I went along with the prayers that were performed before meetings at work even though in the back of my mind I didn’t think such overt religious practices should be part of the work day. I listened as my boss told me she annointed the doors and windows of our office building with special oils to keep the devil out. I accepted prayer cards, pins, and other religious gifts from a coworker who thought I was a witch because I didn’t share her exact religious beliefs.
I comforted my husband who was told by one coworker that his religion wasn’t a “real” religion and offered him support when he described the daily behavior of this women as she tried to convince him to attend her church. This all took place in a school and in front of the children he worked with. At the same time another co-worker wanted my husband to attend his church (a different church than the woman I just mentioned wanted my husband to attend) and would often pray for my husband’s soul. My husband was called a heathen, a fornicator, and a sinner (he was told he had the devil in his soul) by this man on an almost weekly basis simply because he did not attend this man’s church. My husband was raised a Catholic, but he isn’t a practicing one. All he wanted to do was go to work and help children with their speech problems.
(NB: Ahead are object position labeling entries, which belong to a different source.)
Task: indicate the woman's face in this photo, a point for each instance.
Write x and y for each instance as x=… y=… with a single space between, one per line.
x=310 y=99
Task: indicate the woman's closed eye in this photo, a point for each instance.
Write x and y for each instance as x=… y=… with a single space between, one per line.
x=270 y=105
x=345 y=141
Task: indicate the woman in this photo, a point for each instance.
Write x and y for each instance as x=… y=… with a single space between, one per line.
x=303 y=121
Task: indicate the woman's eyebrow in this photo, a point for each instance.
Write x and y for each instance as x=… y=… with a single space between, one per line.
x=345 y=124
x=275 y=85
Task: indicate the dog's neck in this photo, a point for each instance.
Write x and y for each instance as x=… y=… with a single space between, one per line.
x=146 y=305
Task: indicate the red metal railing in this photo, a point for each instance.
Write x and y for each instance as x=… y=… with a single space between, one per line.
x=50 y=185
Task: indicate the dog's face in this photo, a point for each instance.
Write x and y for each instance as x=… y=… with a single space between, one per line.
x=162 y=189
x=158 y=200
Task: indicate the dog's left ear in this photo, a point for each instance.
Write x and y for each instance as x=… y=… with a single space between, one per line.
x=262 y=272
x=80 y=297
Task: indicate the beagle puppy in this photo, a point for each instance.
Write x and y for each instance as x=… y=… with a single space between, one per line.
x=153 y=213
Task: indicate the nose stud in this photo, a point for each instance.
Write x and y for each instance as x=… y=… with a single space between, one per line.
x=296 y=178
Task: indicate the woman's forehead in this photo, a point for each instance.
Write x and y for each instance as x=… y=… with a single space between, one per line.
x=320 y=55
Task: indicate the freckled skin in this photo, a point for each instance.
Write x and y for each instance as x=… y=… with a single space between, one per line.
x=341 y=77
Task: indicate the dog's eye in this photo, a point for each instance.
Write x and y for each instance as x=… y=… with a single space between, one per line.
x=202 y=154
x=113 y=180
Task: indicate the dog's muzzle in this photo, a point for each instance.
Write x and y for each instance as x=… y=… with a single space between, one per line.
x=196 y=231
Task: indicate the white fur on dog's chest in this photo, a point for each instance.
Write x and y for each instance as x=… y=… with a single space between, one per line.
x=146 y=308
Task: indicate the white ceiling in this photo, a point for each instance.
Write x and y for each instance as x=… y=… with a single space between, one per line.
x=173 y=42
All of this was annoying at times, but we understood that some people are compelled to convert others to their religion based on their religious beliefs or interpretations of biblical scripture. We tried to let it all go. We both believe in religious freedom and the right to go to work and to live without having to convert to another person’s belief system. We both grew up thinking religion was a private matter and that people of various faiths could live, work and play together. We both grew up with a healthy dose of respect for other people.
Here I am, searching for playmates for my toddler. I am reaching out to people with small children and asking for friendship and what do I encounter? I encounter more people trying to convert me and my family to their religion. I get people telling me if I want my daughter to be allowed to play with their child I should attend their bible study on Wednesday nights. I am told to go to their church on Sunday so I can meet other people with children my daughter’s age. The problem is I cannot convert to every religion in town just to find friends for my daughter to play with and nor would I want to. Why can’t our religious beliefs be respected? Why is religion used to exclude people? Why is the thinking so black and white on these matters? What happened to love, kindness, and respecting differences? When did religious affiliation become the only way to define a human being? As a child I don’t remember ever asking my friends what religion they were or what church they went to. We just played together. It was a pretty simple and inclusive method for forming friendships.
I am asking as politely as I can: Please stop trying to convert me to your religion. I am quite capable of choosing and practicing my own religious faith. I ask you to please respect me as much as I respect you and to allow me to choose my own path. Don’t use your religion to exclude people, especially children. Don’t make religion more about who you hate than about who you love.